Nous recevons 30 millions d'appels. Par ailleurs, nous enregistrons 75 millions de visites en ligne par an. C'est le volume de visites que reçoit l'ARC. Imaginez un système modernisé, faisant davantage appel à l'IA, que les Canadiens pourront appeler. Ils pourront obtenir des informations. Ils pourraient être redirigés vers un autre site où ils pourront obtenir des informations sans devoir rester en attente au téléphone et ainsi de suite.
Je m'inspire de mes anciens emplois... J'ai déjà travaillé dans le domaine de l'aquaculture et du hockey et ainsi de suite. Je crois que si nous avons un plan sur trois ou cinq ans, nous pourrons réellement aller de l'avant.
Encore une fois, je suis motivé par les résultats, donc je veux que nous nous modernisions encore plus. Il ne s'agit pas toujours d'employer plus de gens dans les centres d'appels. Nous allons nous assurer d'avoir suffisamment de personnel pour offrir un niveau de service acceptable — un bon niveau de service pour les Canadiens.

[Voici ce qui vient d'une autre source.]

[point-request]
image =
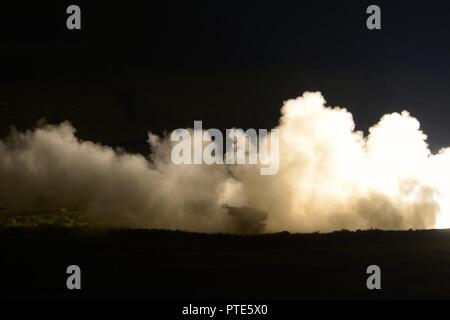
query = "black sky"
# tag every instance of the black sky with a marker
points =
(159, 66)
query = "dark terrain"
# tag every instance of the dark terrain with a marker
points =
(150, 264)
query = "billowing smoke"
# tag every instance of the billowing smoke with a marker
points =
(330, 177)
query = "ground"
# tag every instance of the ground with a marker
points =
(152, 264)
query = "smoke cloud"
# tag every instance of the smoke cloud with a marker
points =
(330, 177)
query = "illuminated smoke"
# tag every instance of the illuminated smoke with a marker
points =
(330, 177)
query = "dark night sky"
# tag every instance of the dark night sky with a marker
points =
(156, 66)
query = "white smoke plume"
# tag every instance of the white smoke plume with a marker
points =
(330, 177)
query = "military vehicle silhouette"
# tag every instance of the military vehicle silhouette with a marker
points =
(246, 219)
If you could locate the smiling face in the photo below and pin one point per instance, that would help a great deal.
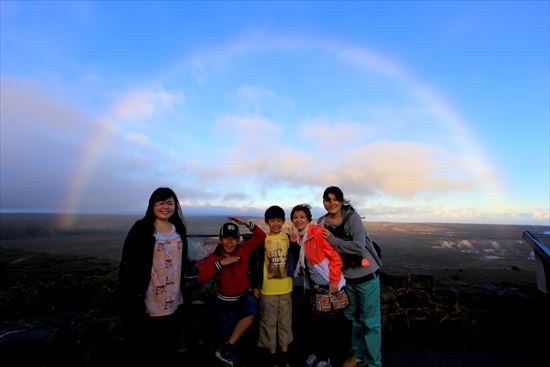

Il faut aussi, en premier, outiller ces gens. Selon moi, un plan sur trois à cinq ans peut faciliter les choses pour les Canadiens. Cela permet d'informer les Canadiens et de les encourager à utiliser davantage les services en ligne et les services numériques plutôt que le téléphone. Présentement, nous déterminons ce qui est le plus critique. Nous avons un projet pilote de retours d'appels téléphoniques pour le crédit d'impôt pour personnes handicapées.
J'ai une chose à dire sur le crédit d'impôt pour personnes handicapées. Un des députés a parlé des retards à cet égard. Pour toucher la Prestation canadienne pour les personnes handicapées, il fallait avoir droit au crédit d'impôt pour personnes handicapées. Il fallait s'y inscrire pour recevoir la Prestation canadienne pour les personnes handicapées. Une fois inscrit, vous pouviez également remonter 10 ans en arrière. Beaucoup de ressources y ont été affectées, et longtemps, mais nous sommes en train de les réduire. Comme je l'ai dit plus tôt, nous en sommes à 10 semaines et demie. La norme est de huit semaines.
J'ai demandé au commissaire et au commissaire délégué de penser à plus long terme. Le et moi‑même tenons à savoir où ils veulent aller. Je crois qu'il est important d'avoir un plan, car, quand vous avez une vision et un plan, vous pouvez les mettre à exécution. Nous pouvons mettre en place des paramètres et nous pouvons demander des comptes aux responsables.